Женя осторожно взял исписанный мелким почерком лист. «Видел в темноте… Часовой Скорняков кошку… колодец…»
— Нет! Это же неправда! — едва не закричал Женя. — Скорняков не бросал кошку в колодец! — Он хватал по-рыбьи воздух, беззвучно открывая рот, стараясь сказать еще что-то в оправдание своего напарника по посту. — Я не могу! Это же ложь!
— Ну и черт с тобой! — Капитан ходил из угла в угол, размахивая длинными руками. — Как лучше хотел сделать, а ты психуешь. У него биография чистая, не то что у тебя. Понимаешь, дурень? Решил, мол, он поиграть с кошкой, да засмотрелся. И все. Вызову его пару раз, постращаю для порядка. Соображаешь? Я не должен тебе этого говорить. Выбирай: полеты или эта бумажка. Ради тебя. Ну, теперь что скажешь?
«Какая же это бумажка? — сам себя спросил Женя. — За бумажкой — живой человек. Ради моих полетов, ради моего счастья… Принести человеку страдания, возвести на него напраслину. «У него биография чистая, не то что у тебя». Мечта… Наговор на человека ради мечты… Нет! Пойти против своей совести? Никогда!
— Не могу… Скорняков не бросал кошку в колодец, — выдавил сквозь бескровные губы Женя. — Это подло… Не могу…
8
0 часов 37 минут 8 секунд. Время московское.
Напряжение, вызванное полетом Грибанова, постепенно спало, на командном пункте снова стало шумновато, громче велись переговоры через ГТС, люди переходили от одного рабочего места к другому, о чем-то перешептывались, спрашивали друг друга, не спешили покинуть КП. Штурман и оперативный дежурный вернулись на свои АРМы и сидели рядом. Смольников и Прилепский — оба крепко сбитые, поджарые, с загоревшими лицами, словно братья, были похожи друг на друга, только Смольников был выше ростом. Он, как и Прилепский, до недавнего времени летал на самых новейших машинах, а потом врачи сказали «стоп» — зрение подвело. Совместные дежурства, похожие летные судьбы сдружили их, и они доверяли друг другу самые сокровенные мысли. Прилепский шепнул Смольникову на ухо:
— Уму непостижимо! Как это командующий успевает все охватить!

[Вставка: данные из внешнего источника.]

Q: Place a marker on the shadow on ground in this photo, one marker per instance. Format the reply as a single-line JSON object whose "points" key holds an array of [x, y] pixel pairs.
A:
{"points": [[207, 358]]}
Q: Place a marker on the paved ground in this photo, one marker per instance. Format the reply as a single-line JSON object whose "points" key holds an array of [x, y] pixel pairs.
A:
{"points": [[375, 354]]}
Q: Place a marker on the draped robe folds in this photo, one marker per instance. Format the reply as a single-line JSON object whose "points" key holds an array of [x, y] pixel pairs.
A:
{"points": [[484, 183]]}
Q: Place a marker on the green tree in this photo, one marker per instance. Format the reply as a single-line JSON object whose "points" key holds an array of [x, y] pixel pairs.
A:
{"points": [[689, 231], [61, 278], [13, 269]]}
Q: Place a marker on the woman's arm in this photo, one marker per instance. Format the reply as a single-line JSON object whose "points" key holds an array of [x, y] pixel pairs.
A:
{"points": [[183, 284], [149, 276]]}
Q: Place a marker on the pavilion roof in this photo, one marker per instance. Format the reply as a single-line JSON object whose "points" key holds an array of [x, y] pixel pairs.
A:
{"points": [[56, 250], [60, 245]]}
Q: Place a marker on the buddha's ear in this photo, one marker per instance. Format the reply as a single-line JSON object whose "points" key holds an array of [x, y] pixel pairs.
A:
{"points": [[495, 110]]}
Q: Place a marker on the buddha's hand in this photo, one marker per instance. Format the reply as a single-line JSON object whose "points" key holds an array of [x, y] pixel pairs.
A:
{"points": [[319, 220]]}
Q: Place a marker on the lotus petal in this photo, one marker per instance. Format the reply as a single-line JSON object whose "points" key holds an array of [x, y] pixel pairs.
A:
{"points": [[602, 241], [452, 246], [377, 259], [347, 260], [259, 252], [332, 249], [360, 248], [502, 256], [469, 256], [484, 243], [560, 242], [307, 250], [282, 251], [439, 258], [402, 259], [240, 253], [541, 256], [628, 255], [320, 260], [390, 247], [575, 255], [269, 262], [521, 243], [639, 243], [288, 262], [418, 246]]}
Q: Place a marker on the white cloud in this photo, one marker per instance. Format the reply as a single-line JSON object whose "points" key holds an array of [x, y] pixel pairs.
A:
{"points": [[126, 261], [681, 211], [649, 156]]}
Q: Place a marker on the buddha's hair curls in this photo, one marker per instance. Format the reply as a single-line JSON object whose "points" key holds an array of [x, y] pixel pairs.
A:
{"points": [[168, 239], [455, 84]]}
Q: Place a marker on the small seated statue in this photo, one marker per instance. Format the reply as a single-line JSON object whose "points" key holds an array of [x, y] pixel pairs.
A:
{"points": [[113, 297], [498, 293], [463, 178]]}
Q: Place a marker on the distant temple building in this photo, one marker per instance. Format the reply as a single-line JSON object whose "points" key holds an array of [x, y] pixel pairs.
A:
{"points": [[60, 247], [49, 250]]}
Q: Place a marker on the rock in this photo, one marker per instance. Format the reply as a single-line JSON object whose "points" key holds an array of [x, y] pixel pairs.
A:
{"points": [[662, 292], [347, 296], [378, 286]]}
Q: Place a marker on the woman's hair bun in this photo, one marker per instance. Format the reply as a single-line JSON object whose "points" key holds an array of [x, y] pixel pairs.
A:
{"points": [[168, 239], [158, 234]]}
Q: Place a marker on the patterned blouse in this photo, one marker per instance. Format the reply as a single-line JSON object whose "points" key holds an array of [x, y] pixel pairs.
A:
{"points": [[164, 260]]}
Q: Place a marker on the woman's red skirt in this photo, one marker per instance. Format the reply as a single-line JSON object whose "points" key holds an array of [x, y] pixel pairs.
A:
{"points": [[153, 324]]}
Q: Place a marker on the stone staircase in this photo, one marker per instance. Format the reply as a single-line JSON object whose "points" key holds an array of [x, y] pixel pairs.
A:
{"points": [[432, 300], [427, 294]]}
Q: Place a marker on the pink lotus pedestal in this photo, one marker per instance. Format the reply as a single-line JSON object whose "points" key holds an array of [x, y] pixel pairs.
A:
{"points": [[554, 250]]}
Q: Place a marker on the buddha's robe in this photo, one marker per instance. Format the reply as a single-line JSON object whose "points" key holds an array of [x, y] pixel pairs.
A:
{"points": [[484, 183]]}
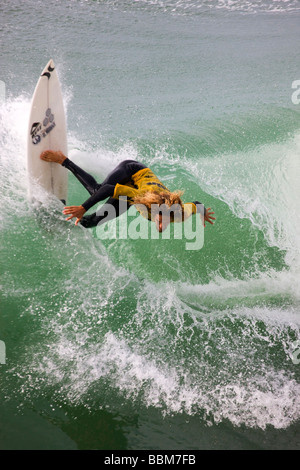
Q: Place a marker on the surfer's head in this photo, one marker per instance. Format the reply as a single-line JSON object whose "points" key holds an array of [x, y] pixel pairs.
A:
{"points": [[163, 207]]}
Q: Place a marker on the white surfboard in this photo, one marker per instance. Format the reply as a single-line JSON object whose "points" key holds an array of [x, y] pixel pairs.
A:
{"points": [[47, 131]]}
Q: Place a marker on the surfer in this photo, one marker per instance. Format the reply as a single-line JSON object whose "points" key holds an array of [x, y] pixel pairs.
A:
{"points": [[138, 185]]}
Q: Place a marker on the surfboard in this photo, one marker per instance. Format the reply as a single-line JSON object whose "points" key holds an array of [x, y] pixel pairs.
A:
{"points": [[47, 131]]}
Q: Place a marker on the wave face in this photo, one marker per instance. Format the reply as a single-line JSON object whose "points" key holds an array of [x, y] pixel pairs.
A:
{"points": [[145, 333]]}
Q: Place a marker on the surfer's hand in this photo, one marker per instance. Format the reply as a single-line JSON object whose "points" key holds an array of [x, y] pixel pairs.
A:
{"points": [[208, 217], [75, 211]]}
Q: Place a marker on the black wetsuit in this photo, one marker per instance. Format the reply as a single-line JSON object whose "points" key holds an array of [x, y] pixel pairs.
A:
{"points": [[120, 175]]}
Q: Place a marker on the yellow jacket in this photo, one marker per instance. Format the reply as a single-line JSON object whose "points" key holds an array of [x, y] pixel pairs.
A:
{"points": [[143, 181]]}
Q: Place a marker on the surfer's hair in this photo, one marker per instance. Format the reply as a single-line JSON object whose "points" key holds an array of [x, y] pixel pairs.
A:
{"points": [[161, 199]]}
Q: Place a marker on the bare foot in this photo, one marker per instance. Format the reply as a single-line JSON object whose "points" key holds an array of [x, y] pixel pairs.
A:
{"points": [[53, 156]]}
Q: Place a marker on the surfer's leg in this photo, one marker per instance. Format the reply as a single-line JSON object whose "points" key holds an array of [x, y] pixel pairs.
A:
{"points": [[87, 180], [110, 210]]}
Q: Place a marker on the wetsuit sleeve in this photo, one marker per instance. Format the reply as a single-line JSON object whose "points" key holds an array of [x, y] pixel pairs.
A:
{"points": [[103, 192], [124, 190]]}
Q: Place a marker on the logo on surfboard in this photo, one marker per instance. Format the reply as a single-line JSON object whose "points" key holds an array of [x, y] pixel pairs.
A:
{"points": [[42, 129]]}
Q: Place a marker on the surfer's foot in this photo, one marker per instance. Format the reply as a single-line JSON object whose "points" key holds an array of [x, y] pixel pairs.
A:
{"points": [[53, 156]]}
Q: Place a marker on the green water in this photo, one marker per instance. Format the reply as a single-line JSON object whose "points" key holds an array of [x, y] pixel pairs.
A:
{"points": [[143, 344]]}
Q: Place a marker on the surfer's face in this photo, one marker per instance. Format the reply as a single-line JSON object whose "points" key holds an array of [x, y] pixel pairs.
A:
{"points": [[161, 222]]}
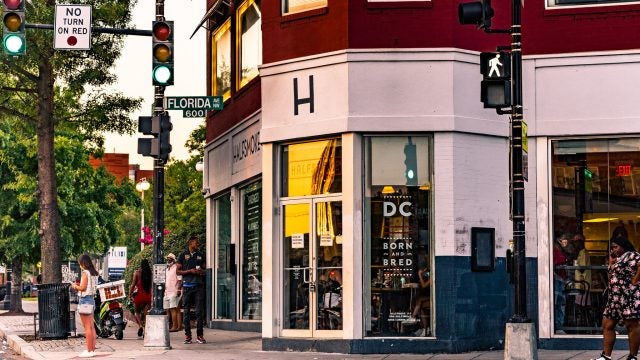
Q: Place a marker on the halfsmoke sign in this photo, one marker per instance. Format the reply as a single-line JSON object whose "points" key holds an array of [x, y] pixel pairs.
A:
{"points": [[193, 102]]}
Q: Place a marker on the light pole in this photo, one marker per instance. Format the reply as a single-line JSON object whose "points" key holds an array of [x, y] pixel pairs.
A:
{"points": [[142, 186]]}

— Теперь ему легче стало — ЭВМ помогает, — кивнул Смольников в сторону основного планшета.
— Цифры и есть цифры, — не унимался Прилепский. — Мне кажется, что иногда он обгоняет ЭВМ. И где он только этому научился?
— Наверное, от природы, — ответил Смольников. — Человек по-настоящему увлечен делом. Рассказывали, что в академии слушатели выпускного курса вечерами преферанс расписывали, а он, как первокурсник, в классе сидел, схемы в тетради вычерчивал.
Прилепский заметил, как Скорняков снова дал задание начальнику АСУ и поспешил поделиться с другом:
— Опять Анатолий Павлович что-то просчитывает. Нет, что, Юра, ни говори, а голова у него светлая.